The next test for McCarthy later next week will be when he has to win the support of a majority of House Republicans — or 125 — in order to be chosen by his colleagues as the next candidate for speaker. But that is a prelude to the vote on the House floor expected later this month, when he will need a majority of the full House — or 218 votes — to take the top job in the chamber.
That means that McCarthy can’t lose more than 29 Republican votes in a chamber where 25 Republicans already voted in opposition to Boehner earlier this year. If he does lose more than 29 votes, it could give rise to another potential candidate and throw the GOP House into further disarray.

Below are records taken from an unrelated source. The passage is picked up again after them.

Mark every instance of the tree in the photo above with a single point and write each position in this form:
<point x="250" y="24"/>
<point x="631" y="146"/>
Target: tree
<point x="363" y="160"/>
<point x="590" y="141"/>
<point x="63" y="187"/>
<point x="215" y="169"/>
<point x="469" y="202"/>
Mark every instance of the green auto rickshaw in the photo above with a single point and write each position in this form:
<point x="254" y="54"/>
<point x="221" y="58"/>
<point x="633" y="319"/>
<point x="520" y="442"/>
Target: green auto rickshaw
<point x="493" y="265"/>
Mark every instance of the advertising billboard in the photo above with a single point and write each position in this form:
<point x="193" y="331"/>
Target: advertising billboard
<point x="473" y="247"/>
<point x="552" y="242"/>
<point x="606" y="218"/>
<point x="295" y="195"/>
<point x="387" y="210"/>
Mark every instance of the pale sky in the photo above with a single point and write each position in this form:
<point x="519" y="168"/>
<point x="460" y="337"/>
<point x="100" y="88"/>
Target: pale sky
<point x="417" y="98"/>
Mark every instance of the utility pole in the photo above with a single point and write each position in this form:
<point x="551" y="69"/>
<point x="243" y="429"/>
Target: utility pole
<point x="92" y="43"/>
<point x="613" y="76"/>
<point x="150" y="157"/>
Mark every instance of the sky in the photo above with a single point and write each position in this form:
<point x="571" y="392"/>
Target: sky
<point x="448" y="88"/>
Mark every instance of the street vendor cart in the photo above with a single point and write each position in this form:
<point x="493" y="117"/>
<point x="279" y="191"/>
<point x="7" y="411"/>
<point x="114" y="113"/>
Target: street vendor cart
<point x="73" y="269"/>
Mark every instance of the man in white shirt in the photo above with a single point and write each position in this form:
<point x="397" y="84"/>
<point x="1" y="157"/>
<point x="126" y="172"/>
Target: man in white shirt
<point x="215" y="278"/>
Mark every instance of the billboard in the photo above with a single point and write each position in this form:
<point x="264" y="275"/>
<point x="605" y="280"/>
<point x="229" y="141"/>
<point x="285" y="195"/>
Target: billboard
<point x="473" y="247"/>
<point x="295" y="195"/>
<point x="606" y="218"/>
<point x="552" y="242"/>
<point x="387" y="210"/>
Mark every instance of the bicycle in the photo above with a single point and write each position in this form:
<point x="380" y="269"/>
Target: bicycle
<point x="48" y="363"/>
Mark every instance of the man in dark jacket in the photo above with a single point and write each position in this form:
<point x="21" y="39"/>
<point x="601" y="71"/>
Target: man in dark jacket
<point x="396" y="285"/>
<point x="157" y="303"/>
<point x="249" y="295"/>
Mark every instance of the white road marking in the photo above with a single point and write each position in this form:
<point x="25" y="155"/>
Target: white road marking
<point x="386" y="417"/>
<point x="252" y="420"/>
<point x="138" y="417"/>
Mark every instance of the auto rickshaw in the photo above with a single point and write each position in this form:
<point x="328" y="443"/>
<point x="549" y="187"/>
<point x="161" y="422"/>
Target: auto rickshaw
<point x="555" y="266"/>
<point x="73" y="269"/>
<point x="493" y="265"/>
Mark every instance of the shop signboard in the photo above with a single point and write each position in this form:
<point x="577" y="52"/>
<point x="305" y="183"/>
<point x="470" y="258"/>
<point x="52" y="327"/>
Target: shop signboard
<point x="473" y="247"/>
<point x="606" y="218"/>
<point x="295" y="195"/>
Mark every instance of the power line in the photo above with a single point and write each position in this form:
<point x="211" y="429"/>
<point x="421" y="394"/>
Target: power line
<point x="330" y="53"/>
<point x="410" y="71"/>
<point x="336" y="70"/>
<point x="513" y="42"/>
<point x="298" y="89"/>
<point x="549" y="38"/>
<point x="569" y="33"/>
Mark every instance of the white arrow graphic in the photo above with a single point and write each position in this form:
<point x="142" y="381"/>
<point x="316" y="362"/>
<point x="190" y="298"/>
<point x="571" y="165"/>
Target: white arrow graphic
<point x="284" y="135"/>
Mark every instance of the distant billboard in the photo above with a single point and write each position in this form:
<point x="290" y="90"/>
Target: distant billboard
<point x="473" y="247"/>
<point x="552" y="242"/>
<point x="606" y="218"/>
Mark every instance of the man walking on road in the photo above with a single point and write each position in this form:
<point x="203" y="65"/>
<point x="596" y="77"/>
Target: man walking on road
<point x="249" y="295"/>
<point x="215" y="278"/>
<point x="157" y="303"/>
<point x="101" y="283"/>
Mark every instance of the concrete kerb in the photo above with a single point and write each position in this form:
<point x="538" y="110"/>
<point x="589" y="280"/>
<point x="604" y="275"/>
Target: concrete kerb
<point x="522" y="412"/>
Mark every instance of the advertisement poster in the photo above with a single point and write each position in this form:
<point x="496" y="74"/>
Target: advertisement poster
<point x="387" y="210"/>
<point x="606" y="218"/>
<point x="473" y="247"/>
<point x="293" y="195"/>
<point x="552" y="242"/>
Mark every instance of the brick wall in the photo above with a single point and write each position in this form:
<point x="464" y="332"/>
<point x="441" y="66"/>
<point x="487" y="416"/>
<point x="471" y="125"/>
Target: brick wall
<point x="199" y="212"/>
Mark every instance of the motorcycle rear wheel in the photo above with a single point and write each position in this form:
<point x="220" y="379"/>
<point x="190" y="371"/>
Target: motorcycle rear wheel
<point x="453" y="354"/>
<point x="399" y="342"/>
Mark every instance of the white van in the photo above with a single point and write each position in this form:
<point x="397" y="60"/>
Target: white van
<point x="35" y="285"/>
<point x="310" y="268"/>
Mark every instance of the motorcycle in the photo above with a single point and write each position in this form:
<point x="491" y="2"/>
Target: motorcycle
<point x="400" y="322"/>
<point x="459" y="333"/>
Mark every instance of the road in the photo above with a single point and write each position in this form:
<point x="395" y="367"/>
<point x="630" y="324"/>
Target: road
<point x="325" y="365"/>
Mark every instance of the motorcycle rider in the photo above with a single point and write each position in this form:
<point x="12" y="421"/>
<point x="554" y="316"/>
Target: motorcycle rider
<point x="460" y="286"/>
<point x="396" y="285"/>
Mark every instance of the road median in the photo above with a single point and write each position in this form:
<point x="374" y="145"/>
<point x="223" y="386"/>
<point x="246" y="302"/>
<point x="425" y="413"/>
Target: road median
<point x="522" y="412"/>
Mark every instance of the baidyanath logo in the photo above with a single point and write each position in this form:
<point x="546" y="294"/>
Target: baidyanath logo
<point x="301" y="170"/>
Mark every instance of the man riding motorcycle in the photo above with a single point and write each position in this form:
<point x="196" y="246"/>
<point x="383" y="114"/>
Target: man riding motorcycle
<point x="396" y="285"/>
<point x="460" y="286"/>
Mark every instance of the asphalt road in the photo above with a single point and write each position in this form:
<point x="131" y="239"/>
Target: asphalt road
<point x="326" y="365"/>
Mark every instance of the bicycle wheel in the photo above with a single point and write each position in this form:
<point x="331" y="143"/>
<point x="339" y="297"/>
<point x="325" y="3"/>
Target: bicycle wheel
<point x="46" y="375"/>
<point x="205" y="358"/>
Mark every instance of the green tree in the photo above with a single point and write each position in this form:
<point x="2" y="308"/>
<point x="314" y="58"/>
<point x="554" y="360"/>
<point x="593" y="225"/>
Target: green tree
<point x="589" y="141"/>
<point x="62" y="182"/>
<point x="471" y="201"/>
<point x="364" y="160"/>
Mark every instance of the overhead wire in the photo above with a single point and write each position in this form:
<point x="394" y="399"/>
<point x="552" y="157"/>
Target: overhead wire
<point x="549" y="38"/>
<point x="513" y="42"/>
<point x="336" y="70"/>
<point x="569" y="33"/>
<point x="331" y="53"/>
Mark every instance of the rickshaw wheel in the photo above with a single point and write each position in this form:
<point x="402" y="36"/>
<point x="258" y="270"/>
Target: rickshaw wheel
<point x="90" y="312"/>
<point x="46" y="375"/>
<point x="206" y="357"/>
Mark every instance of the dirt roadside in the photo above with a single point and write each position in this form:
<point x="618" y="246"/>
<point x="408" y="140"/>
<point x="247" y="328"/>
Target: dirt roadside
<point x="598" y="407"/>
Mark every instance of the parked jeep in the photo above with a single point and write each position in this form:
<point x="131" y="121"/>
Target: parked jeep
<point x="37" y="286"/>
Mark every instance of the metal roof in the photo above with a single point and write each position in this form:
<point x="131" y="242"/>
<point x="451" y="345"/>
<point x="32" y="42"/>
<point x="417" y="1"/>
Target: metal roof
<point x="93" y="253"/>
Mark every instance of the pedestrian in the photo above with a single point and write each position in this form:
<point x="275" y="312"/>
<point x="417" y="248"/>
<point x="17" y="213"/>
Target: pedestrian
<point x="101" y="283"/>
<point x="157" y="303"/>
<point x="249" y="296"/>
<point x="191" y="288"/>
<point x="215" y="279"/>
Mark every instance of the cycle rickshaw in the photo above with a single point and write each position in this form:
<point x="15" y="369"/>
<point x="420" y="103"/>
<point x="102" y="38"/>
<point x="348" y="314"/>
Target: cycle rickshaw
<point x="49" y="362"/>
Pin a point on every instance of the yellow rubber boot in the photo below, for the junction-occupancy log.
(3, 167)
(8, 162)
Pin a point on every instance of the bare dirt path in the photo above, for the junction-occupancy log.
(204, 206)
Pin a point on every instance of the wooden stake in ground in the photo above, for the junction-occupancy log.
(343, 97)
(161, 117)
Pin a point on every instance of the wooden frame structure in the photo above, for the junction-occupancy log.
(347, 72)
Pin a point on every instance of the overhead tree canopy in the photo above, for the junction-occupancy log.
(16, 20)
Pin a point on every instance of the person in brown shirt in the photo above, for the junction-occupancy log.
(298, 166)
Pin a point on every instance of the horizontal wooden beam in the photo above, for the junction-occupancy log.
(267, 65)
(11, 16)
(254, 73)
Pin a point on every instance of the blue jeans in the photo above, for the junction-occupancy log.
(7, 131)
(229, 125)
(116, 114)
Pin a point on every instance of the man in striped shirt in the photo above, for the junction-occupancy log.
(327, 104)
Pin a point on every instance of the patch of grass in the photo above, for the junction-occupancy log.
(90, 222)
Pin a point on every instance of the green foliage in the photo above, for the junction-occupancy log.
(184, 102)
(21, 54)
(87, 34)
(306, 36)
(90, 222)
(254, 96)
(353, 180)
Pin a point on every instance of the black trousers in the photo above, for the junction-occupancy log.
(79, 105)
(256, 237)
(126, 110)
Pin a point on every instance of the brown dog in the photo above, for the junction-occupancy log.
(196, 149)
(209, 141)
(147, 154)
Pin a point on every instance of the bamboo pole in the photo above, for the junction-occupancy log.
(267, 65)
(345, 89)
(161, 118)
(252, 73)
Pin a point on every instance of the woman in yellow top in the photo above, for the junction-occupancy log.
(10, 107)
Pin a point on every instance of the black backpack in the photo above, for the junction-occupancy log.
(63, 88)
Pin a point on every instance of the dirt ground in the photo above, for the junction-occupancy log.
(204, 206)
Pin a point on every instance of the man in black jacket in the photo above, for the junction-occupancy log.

With little margin for error, McCarthy went on “Fox News” Thursday evening to walk back his Benghazi comments, saying he “did not intend to imply in any way that the work is political.”
Still, McCarthy’s comments from earlier this week — where he boasted that Clinton’s “numbers are dropping” because of the work of the Benghazi committee — became fodder for Democrats, who said it showed the panel was simply designed as a political witch hunt to target the Democratic frontrunner’s record as secretary of state. McCarthy’s comments came up in the closed-door meeting Thursday with the House Freedom Caucus, attendees said.
Chaffetz, the fourth-term Utah Republican who chairs the Oversight and Government Reform Committee, went on CNN earlier this week to blast McCarthy, calling on him to apologize for his comments. In a subsequent interview with CNN Thursday, Chaffetz said he personally told McCarthy the same message.
“He just digested it,” Chaffetz said of McCarthy. “I told him I think he should withdraw them and explain how wrong they were.”
Yet Chaffetz added on Thursday that “I support” McCarthy for speaker. “I reiterated I’m very supportive of you,” he said he told the House majority leader in a private phone call.
On Friday, GOP sources told CNN that Chaffetz appeared to be gauging support for a potential speaker run himself. Politico first reported that the conservative lawmaker was preparing for a run.
Officials close to McCarthy discounted the potential impact Chaffetz may have on the race, noting that the House majority leader already has private commitments from a vast majority of the conference. Chaffetz, who did not respond to calls and text messages seeking comment Friday, has taken positions on an online sales tax bill that could put off some hard-line conservatives.
Webster the only declared opponent
Thus far, Webster lacks widespread support among conservatives and is not considered much of a threat.
The Friday rumblings underscore the discontent among some on the right for selecting McCarthy as speaker. The 50-year-old House majority leader has promised a more inclusive style of leadership than his predecessors, but it’s unclear how much different a McCarthy speakership would be from a Boehner speakership.
Rep. Jeff Duncan of South Carolina, the three-term Republican and member of the House Freedom Caucus, said that McCarthy lacks enough support on the House floor to become speaker right now.
“It’s not a given he’s going to win that,” Duncan said. “You gotta have 218.”
Rep. Thomas Massie of Kentucky, who backs Webster, said the Benghazi comments should give conservatives a rallying cry against McCarthy.
“What Kevin said sounds like something you would hear in a smoke-filled back room on ‘House of Cards.’ It’s not appropriate in Congress,” Massie said on CNN Thursday.